Then, there are days like today. Days where the waves of pain are pounding down all around me. Days where I don’t want to be around anyone. Days where I want to curl up in a ball and just let the tears flow. I did that today…I just did.

Rewind. I walked through our house a few days ago and my eyes wandered over to three shiny picture frames, each given to us by a dear family friend. The first holds a card with this inscription: Jehovah Shammah…meaning The Lord Who is Present. The second frame reflects the next statement: Jehovah RaphaThe Lord Who Heals. And the third…these two precious words that I have inscribed on my heart.

El Sali. The God of My Strength. 

How beautiful those words are. I can feel my heart being lifted, my tears being brushed softly away, and a warm embrace enfolding me, when I whisper those words. El Sali. How powerful and loving they are. I have tried and tried again to be strong for myself, my family, and everyone around me. But my strength fails. Every. Single. Time.

This El Sali, the God that I have put my hope and trust in, will never abandon me…even when it feels like everything good has.

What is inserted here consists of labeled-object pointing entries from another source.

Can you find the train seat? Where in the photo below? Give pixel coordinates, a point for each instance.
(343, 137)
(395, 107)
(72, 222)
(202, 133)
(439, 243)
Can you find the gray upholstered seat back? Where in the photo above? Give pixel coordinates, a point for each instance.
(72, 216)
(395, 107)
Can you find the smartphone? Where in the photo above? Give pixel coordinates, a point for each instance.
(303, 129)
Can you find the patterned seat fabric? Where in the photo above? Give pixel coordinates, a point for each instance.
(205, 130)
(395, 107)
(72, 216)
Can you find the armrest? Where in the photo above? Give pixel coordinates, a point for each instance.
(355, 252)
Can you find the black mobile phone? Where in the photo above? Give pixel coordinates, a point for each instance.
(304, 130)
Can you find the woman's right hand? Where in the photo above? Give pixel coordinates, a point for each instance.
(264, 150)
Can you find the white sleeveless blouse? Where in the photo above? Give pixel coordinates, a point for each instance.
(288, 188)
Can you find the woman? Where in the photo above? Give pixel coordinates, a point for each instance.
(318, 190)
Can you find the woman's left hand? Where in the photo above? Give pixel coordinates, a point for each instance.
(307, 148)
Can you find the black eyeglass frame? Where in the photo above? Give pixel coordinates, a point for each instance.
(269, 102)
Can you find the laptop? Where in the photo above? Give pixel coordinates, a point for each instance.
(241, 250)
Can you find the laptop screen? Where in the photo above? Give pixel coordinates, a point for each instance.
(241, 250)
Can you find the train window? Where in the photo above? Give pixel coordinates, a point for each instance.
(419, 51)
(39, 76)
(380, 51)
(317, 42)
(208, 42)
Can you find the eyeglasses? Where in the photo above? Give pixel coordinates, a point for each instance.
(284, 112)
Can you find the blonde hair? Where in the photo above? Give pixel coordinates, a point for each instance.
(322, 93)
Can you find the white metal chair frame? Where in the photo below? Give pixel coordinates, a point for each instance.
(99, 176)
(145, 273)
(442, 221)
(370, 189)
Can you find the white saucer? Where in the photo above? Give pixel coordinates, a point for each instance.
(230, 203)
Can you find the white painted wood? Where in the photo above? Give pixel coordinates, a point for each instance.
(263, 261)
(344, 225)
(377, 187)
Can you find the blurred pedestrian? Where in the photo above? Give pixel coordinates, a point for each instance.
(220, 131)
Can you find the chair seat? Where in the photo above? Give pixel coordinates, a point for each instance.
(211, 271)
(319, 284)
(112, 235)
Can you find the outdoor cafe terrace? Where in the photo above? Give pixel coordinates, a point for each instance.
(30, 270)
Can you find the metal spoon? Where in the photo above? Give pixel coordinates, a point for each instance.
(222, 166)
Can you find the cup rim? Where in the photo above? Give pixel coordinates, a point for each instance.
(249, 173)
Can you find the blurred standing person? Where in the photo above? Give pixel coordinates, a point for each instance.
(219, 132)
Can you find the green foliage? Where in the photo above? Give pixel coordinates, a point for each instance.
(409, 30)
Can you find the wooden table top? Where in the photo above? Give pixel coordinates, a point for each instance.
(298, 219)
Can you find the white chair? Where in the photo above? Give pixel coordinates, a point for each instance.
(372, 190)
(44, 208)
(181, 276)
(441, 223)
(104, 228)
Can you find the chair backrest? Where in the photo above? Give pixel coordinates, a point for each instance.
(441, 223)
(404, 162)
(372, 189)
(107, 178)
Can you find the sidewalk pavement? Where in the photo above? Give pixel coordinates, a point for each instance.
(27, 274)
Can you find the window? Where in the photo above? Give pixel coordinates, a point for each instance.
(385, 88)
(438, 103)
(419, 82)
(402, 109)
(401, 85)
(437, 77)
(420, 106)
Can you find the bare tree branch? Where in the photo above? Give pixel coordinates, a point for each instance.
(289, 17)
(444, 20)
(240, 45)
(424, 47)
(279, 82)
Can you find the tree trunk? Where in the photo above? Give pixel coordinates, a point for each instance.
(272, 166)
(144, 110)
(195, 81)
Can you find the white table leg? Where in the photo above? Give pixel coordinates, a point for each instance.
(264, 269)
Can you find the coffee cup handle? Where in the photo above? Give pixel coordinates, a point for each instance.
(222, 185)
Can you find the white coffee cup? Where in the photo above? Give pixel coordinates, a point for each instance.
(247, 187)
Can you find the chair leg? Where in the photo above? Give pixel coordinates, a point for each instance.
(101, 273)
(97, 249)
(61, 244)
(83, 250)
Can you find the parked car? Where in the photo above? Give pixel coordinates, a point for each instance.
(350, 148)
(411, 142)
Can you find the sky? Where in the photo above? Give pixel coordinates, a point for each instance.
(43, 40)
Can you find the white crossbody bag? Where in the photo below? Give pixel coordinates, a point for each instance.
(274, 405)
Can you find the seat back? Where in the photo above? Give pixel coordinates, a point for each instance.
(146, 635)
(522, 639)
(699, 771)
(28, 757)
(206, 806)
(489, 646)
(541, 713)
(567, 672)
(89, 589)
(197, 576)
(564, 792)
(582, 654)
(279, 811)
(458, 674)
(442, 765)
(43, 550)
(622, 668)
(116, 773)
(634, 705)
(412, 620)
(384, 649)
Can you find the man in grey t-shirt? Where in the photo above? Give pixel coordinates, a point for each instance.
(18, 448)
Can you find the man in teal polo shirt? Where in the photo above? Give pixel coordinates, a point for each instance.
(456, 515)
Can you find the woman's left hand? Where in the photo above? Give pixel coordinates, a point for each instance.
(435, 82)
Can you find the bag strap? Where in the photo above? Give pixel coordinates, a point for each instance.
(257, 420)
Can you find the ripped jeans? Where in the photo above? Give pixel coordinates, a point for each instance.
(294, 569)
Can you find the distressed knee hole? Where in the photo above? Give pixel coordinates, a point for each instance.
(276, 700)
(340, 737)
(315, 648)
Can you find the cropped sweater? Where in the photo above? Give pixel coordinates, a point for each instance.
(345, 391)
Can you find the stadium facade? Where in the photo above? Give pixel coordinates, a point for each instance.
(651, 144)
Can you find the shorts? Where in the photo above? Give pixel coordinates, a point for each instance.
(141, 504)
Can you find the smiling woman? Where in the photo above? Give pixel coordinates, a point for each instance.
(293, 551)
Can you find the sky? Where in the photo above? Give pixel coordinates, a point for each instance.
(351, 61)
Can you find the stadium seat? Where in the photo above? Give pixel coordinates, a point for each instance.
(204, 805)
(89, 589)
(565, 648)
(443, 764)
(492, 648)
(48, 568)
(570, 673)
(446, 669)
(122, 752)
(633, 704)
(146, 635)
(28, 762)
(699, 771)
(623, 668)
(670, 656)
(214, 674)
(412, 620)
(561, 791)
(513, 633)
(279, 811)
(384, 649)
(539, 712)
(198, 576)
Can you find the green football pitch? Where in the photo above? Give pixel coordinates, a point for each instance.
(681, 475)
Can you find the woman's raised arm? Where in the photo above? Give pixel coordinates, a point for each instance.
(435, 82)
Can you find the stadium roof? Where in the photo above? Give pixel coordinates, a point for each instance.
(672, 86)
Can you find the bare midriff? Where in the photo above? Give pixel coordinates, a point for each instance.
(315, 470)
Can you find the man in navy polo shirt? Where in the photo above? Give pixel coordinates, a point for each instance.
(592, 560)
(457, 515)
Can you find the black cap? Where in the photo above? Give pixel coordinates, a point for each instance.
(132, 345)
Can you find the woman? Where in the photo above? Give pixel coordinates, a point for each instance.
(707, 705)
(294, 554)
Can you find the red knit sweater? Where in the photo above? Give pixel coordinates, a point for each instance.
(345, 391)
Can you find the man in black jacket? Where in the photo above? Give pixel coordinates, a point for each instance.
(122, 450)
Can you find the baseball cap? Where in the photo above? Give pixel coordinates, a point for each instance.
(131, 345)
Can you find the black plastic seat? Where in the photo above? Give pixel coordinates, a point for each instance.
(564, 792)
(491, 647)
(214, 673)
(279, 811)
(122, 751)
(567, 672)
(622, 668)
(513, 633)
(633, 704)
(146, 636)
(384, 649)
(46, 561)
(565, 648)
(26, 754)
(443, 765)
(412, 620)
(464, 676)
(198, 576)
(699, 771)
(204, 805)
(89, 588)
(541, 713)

“For I can do everything through Christ, who gives me strength.” ~Philippians 4:13 (NLT)

I do not provide my own strength. My mom, dad, and brother can never fully strengthen me and uplift my soul when it aches. My El Sali can though. He is The God of My Strength. He is a real, good, faithful, strong, protecting, loving, and ALIVE God. I need him right now. I will need Him tomorrow and every day following until I go to be with Him forever. He strengthens me. He loves me. He is the Light when my world is so dark.